Log Signature Flow - How are signature keys used

For each incoming log, the elastic-blockchain-proxy retrieves the first available encryption key, as described in the previous section, and then uses it to calculate the HMAC-SHA256 hash of the log.

The calculation of the HMAC hash takes into account:

  • the log itself as received from Logstash

  • the iteration number

  • the timestamp

  • the hash of the previous log

At this point, the signed log is a simple JSON object composed by the following fields:

  • All fields of the original log : all fields from the original log message

  • ES_BLOCKCHAIN: an object containing all the elastic-blockchain-proxy calculated values. They are:
    • fields: fields of the original log used by the signature process

    • hash: the hmac hash calculate as described before

    • previous_hash: the hmac hash of the previous log message

    • iteration: the iteration number of the signature key

    • timestamp_ms: the signature epoch timestamp in milliseconds

For example, given this key:

{
  "key": "d1bf0c925ec44e073f18df0d70857be56578f43f6c150f119e931e85a3ae5cb4",
  "iteration": 11
}

when this log is received:

{
   "value": "A log message",
   "origin": "linux-apache2",
   "EBP_METADATA": {
      "agent": {
         "type": "auditbeat",
         "version": "7.10.1"
      },
      "customer": "neteye",
      "event": {
         "module": "elproxysigned"
      }
   }
}

then this signed log will be generated:

{
   "value": "A log message",
   "origin": "linux-apache2",
   "EBP_METADATA": {
      "agent": {
         "type": "auditbeat",
         "version": "7.10.1"
      },
      "customer": "neteye",
      "event": {
         "module": "elproxysigned"
      }
   },
   "ES_BLOCKCHAIN": {
      "fields": {
         "value": "A log message",
         "origin": "linux-apache2"
      },
      "hash": "HASH_OF_THE_CURRENT_LOG",
      "previous_hash": "HASH_OF_THE_PREVIOUS_LOG",
      "iteration": 11,
      "timestamp_ms": 123456789
    }
}
Log Signature Flow - How the index name is determined

The name of the Elasticsearch index for the signed logs is determined by the content of the EBP_METADATA field of the incoming Log.

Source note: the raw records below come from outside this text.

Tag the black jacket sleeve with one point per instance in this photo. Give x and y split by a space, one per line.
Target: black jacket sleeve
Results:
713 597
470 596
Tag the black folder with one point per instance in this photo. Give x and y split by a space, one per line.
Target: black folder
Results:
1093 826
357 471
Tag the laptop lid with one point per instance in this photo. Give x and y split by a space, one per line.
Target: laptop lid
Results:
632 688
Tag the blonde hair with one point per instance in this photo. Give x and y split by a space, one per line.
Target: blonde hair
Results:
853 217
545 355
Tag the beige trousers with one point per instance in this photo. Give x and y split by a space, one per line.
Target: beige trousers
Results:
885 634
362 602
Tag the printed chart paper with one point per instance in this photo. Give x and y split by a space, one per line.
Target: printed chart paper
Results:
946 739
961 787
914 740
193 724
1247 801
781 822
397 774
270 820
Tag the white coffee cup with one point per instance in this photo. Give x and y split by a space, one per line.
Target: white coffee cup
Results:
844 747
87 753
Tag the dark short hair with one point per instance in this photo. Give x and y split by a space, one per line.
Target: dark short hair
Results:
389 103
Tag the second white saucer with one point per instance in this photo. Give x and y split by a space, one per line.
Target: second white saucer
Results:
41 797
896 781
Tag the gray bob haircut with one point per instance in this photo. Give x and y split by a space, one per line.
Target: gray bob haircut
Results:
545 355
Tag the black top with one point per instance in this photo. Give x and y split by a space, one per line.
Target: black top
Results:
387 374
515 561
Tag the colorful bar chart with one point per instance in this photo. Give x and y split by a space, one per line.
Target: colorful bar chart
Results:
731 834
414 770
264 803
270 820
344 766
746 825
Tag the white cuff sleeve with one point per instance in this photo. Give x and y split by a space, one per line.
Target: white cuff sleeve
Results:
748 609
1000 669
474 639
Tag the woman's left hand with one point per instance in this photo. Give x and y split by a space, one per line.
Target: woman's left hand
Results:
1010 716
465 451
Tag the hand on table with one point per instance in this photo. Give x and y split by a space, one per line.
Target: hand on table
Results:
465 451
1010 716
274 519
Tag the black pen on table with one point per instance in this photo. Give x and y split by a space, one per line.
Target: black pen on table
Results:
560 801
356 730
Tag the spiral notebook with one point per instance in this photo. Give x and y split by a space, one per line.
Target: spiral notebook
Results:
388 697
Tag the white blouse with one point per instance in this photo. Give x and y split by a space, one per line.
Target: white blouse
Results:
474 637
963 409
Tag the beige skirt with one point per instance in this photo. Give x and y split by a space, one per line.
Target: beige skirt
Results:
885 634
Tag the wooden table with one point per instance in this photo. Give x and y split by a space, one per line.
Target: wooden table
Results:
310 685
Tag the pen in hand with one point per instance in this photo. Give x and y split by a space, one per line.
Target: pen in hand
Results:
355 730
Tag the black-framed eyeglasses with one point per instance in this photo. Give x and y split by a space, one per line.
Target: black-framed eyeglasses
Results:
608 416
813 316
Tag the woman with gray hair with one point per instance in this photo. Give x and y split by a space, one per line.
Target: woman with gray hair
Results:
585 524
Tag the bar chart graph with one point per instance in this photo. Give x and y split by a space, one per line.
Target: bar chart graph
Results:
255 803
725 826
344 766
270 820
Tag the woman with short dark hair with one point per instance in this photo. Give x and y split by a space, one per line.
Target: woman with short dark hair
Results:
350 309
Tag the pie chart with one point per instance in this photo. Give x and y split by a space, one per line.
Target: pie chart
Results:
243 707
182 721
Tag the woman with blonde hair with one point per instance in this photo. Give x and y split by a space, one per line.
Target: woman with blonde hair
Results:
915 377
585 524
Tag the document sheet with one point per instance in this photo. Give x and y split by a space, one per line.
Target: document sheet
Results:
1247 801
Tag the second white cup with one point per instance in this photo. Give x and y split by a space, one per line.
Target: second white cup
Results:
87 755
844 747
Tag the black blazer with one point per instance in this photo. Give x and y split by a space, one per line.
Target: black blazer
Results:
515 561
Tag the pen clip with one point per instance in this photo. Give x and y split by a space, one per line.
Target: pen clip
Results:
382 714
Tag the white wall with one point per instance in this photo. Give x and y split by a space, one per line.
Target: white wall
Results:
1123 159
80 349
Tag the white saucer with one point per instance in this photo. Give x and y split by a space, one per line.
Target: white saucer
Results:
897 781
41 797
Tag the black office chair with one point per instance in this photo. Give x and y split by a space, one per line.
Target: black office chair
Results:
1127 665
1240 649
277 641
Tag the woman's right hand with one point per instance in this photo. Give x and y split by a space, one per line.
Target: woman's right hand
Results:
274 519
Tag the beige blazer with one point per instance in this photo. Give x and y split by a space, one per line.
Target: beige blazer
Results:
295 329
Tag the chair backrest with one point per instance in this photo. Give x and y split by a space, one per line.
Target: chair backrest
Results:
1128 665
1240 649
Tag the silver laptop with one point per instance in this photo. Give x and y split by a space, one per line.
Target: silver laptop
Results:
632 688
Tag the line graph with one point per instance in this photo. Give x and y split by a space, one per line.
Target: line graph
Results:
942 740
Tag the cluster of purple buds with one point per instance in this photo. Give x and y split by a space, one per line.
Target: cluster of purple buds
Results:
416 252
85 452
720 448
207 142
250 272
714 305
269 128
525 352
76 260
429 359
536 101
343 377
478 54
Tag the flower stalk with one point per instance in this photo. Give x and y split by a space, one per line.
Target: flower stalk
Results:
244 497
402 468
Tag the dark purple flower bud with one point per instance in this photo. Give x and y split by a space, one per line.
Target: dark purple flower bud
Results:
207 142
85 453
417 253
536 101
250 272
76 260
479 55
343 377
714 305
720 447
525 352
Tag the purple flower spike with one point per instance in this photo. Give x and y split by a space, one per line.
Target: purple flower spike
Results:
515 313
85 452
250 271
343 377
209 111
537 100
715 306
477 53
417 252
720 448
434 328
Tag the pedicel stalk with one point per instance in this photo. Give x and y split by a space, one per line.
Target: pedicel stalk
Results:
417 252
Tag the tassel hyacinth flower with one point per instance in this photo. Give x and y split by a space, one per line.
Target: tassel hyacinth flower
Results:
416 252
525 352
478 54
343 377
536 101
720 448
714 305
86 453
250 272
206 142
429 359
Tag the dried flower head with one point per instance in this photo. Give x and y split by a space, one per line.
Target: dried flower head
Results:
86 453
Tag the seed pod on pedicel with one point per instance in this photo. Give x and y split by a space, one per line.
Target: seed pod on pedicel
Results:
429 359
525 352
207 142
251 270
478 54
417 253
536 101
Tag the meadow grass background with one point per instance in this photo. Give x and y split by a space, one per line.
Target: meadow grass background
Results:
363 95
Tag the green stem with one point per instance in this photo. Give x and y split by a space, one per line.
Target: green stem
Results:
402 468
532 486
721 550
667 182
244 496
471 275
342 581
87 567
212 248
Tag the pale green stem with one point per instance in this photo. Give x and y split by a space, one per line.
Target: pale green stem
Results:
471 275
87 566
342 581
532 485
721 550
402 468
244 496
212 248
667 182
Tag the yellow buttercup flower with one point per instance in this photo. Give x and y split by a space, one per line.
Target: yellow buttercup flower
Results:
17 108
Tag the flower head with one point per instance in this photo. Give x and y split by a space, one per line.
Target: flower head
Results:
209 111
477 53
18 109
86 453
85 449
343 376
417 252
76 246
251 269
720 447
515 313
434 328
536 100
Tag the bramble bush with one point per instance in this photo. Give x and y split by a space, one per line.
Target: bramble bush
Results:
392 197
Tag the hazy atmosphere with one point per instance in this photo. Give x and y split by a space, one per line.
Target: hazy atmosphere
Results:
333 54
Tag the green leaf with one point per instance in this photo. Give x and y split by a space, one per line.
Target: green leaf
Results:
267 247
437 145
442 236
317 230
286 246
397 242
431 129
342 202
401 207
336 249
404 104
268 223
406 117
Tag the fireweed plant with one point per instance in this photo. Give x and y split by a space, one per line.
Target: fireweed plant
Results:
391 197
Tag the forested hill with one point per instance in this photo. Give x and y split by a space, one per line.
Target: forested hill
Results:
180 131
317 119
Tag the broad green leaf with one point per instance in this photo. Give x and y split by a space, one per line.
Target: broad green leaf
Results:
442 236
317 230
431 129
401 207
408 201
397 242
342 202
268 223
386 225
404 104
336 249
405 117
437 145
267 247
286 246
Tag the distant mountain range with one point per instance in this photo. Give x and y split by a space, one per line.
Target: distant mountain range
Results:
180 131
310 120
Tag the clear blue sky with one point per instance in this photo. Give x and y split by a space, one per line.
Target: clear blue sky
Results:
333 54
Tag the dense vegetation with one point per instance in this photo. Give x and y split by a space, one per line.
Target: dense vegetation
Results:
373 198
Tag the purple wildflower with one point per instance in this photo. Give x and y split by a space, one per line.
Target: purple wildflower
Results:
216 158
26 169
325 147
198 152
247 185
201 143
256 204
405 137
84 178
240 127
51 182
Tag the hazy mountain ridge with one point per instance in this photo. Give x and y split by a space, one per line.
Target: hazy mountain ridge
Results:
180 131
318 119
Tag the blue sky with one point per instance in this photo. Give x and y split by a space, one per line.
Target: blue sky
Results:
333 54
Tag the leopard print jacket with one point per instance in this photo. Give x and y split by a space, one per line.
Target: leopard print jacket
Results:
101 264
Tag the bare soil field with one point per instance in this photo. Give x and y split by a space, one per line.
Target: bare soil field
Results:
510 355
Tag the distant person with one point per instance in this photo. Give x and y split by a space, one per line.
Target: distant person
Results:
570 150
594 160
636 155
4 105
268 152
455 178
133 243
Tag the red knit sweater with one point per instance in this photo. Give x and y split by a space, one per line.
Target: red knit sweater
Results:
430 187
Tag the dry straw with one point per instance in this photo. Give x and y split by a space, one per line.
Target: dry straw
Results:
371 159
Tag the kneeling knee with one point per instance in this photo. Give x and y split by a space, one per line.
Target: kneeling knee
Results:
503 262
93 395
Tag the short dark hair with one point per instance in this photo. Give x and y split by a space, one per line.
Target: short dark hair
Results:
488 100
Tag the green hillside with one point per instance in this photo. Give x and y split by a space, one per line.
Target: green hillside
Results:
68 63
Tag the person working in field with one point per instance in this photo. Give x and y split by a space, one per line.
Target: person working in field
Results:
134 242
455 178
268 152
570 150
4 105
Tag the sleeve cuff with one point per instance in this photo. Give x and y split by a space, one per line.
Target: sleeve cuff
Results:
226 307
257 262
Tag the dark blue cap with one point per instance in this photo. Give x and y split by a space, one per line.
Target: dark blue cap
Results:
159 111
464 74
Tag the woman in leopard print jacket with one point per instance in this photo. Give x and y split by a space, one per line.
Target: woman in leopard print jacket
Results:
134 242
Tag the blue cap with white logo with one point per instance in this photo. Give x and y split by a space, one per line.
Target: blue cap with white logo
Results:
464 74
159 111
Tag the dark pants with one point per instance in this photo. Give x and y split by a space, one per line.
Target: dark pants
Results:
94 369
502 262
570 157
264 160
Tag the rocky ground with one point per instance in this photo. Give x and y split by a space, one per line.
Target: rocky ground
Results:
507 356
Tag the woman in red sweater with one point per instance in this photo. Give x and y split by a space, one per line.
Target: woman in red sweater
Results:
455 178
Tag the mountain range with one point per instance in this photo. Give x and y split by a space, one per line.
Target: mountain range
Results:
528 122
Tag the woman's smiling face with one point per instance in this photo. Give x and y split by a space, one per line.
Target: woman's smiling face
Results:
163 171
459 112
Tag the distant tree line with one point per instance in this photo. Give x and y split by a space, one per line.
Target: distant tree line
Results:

The index name has the following structure:

{EBP_METADATA.agent.type}-{EBP_METADATA.agent.version}-{EBP_METADATA.event.module}-{EBP_METADATA.customer}-YYYY.MM.DD

The following rules and contraint are valid:

  • The EBP_METADATA.agent.type and the EBP_METADATA.customer fields are mandatory

  • The YYYY.MM.DD part of the index name is based on the epoch timestamp of the signature

  • If the {EBP_METADATA.event.module} is not present, EPB will use by default elproxysigned

For example, given this log is received on 23 March, 2021:

{
   "value": "A log message",
   "origin": "linux-apache2",
   "EBP_METADATA": {
      "agent": {
         "type": "auditbeat",
         "version": "7.10.1"
      },
      "customer": "neteye",
      "event": {
         "module": "elproxysigned"
      }
   }
}

Then the inferred index name is: auditbeat-7.10.1-elproxysigned-neteye-2021.03.23

As a consequence of the default values and of the default Logstash configuration, most of the indexes created by EBP will have elproxysigned in the name. Consequently, special care should be applied when manipulating those indexes and documents; in particular, the user must not delete or rename *-elproxysigned-* indices manually nor alter the content of ES_BLOCKCHAIN or EBP_METADATA fields as any change could lead to a broken blockchain.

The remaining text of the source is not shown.